Specific advice can include:
- Reinforcing the 5-day concept
- Encouraging children’s meals to include starchy foods
- Limiting sugary drinks and saving high-calorie foods for treats.9
Family-based psychological interventions that help break entrenched negative behaviour are hugely beneficial, yet not readily available in most areas. If psychological or parenting support is not accessible, simple techniques can be used to try to encourage lifestyle changes. Examples of this include exploring particular triggers for poor food choices, eg. don’t keep crisps/fizzy drinks in the house if they are a favourite of the child, and negotiating ways to tackle negative behaviour, eg. change route to school to avoid sweet shop or bulk cook and freeze food to avoid relying on fast food on busy days. Increasing physical activity is an important aspect of weight control. In general, children do not respond well to structured exercise programmes, so a more creative and individual approach should be sought.10 11
Discussion points could include:
- What are their interests?
- Which family activities would appeal?
- Is there a safe place to play and run around in locally?
Many children associate exercise with ‘sports’, which may not appeal to all. Dancing, martial arts, rollerblading, walking and so forth would all be suitable alternative activities. The child should aim to be moderately active for 60 minutes per day, and this can be broken down into shorter more manageable time slots if required.
The links between obesity and screen time are now widely accepted. Evidence supports the argument that both excess screen time (encompassing television, computers and games consoles) and having a bedroom TV increase the risk of obesity in children and adolescents, and these patterns of behaviour extend into adulthood. Recommending no more than 4 hours of screen time per day may be a suitable starting point since obesity rates double with screen time greater than this.

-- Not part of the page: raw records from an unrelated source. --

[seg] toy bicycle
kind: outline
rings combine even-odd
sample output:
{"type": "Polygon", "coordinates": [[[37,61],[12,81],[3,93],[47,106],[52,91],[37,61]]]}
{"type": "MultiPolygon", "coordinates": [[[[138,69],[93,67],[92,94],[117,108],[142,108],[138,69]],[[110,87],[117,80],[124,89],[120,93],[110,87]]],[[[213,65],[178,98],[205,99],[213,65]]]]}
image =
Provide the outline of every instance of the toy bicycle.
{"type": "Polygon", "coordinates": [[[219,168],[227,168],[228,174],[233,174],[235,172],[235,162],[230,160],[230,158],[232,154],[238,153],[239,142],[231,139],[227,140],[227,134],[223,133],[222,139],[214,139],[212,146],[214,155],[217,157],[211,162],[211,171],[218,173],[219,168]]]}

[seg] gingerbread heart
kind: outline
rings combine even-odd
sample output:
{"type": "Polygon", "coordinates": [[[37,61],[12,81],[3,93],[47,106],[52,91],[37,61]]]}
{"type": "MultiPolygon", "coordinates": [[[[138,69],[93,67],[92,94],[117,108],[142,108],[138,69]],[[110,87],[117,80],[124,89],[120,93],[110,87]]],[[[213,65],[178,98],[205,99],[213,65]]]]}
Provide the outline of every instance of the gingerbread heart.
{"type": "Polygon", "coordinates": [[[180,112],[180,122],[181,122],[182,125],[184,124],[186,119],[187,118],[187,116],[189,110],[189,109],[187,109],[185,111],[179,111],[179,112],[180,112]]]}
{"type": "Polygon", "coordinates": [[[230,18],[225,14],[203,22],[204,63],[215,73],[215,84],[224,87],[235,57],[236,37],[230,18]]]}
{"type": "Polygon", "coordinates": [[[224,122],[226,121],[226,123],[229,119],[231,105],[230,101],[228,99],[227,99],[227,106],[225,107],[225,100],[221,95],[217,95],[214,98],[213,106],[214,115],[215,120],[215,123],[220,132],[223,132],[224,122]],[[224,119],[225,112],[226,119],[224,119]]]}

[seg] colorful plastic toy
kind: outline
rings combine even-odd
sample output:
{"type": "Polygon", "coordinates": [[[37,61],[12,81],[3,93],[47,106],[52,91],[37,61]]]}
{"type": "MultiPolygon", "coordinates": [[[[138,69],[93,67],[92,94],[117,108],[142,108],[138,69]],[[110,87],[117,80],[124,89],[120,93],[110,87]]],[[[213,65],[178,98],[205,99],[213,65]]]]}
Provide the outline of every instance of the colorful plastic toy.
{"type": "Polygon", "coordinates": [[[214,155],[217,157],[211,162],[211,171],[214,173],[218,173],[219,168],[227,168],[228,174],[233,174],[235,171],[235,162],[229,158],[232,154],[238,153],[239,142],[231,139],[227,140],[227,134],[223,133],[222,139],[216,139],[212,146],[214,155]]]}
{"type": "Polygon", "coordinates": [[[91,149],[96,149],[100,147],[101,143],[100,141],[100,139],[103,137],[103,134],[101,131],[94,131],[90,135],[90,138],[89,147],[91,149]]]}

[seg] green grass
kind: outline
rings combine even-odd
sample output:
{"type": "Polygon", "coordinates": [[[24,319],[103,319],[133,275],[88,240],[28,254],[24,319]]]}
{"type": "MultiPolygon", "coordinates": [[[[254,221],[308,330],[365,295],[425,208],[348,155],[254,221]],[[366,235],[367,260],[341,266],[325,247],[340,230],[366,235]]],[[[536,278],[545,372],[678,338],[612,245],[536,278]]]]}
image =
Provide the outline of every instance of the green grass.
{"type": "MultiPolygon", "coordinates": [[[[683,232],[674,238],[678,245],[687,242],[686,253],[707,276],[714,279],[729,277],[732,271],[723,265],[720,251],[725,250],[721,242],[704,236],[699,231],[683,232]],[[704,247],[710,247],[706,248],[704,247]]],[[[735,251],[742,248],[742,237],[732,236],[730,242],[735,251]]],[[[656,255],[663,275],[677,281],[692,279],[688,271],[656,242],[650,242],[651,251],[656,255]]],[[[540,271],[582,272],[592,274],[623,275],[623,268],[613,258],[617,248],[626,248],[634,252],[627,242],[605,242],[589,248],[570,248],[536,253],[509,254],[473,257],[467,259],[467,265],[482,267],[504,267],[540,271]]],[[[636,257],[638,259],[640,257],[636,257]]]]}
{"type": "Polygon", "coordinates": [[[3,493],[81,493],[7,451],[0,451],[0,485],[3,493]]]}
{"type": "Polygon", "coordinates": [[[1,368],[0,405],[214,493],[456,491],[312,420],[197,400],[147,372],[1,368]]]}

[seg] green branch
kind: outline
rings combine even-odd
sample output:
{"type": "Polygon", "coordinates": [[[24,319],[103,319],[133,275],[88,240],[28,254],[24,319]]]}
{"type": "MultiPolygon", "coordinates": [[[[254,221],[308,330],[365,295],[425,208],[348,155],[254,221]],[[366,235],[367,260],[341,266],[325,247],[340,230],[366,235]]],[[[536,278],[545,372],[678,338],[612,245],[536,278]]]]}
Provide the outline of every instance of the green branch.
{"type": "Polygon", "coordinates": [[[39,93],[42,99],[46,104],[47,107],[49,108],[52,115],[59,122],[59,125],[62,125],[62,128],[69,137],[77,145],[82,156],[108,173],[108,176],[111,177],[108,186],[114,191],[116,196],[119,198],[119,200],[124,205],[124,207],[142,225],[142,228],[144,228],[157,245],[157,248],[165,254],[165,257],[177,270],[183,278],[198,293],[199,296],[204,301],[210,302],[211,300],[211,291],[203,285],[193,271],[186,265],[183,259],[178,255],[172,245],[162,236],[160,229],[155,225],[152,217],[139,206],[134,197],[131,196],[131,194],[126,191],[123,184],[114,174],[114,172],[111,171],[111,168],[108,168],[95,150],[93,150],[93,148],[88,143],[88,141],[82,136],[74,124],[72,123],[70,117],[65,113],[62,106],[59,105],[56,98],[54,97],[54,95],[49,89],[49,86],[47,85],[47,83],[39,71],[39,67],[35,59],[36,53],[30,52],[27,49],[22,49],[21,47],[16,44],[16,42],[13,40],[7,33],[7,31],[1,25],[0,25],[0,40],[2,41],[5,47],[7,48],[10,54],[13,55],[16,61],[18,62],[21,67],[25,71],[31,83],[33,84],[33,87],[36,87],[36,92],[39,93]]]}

Follow up of these families every 3 to 6 months is important, and can be aided by the multidisciplinary team. Practice nurses, midwives and health visitors are vital in encouraging and reinforcing positive behaviour and can be helpful in supporting long-term management of patients.
Obviously, the answer to childhood obesity does not solely lie at the feet of general practitioners. Yet by discussing and promoting lifestyle changes, we have an opportunity to improve health outcomes for today’s young people and subsequent generations.